Fluorescent labeling of TC in living HeLa cell nucleus: TCs (red) are shown to colocalize with RNA-Pol II antibody (green) in cell nucleus where H2B-EGFP is shown in gray. White line marks out the nuclear boundary Scale bar: 2 μm.

FIGURE 2

Analysis of TC and chromatin compaction: (a) Color-coded anisotropy profile of H2B-EGFP with solid lines marking TCs. (b) A typical line scan across a TC showing the TR-UTP intensity profile (solid, right axis) and the underlying H2B-EGFP anisotropy (r) profile (shaded, left axis). (c) Percentage sites which have underlying chromatin relatively more or less compacted then the neighborhood for TCs sites in HeLa cells under various hours of TSA treatment and for randomly chosen points inside the nucleus. (d) Cumulative distribution of fluorescence anisotropy of the nucleus (solid circles).
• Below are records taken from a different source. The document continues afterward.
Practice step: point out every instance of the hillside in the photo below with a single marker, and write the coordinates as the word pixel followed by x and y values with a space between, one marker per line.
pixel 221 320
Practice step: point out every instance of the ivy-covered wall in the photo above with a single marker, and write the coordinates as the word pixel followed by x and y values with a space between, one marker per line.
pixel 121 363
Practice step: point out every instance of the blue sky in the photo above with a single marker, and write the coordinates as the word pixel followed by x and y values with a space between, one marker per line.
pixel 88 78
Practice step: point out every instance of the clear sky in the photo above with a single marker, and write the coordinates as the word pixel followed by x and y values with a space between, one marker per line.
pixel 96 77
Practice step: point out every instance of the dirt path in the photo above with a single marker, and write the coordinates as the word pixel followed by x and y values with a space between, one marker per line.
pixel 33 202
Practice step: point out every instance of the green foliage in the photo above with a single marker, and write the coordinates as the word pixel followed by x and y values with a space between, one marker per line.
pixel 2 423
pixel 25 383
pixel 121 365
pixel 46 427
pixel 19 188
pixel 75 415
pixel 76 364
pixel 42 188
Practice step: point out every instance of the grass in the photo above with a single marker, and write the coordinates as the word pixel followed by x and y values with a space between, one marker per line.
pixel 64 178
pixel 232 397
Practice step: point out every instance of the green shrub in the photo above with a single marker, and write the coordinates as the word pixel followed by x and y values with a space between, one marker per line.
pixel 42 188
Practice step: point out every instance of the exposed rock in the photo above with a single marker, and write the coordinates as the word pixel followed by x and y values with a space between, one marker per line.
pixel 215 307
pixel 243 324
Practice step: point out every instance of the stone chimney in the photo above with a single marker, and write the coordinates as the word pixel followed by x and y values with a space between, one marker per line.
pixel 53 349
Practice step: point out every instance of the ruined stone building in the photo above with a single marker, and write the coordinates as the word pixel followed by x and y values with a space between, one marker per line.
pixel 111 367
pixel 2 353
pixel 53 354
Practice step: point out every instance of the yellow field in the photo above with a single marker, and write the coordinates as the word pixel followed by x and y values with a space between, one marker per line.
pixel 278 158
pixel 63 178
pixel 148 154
The shaded bars represent anisotropy distribution below TC foci.

FIGURE 3

Nature of TC dynamics: XY trajectories of various TCs from the same nucleus are shown in solid representation, and in the ATP-depleted cell, are shown in shaded representation.

FIGURE 4

(a) Typical XY trajectories of TCs in Aphidicolin-arrested and TSA-treated cells. (b) Mean α-values for TCs in cells treated with TSA (HDAC inhibitor) or with Aphidicolin (cell-stage specific inhibitor). (c) Corresponding mean velocity for TC. Error bars correspond to standard error.

FIGURE 5

Nature of gene loci mobility: (a) Image of HeLa cell expressing mRFP-lacI-NLS (left panel) and EGFP (middle panel). Scale bar: 5 μm. Arrow indicates position of the EGFP gene locus. Right panel shows a cell where gene loci and TCs are labeled in red and green, respectively. Arrow indicates a colocalization of a gene locus and TCs. Scale bar: 2 μm (b) typical trajectories measured for cells expressing EGFP and under repression. (Inset) Trajectories of a gene locus and TC. (c) Plot of mean α-values of gene loci under various conditions. Error bars correspond to standard error.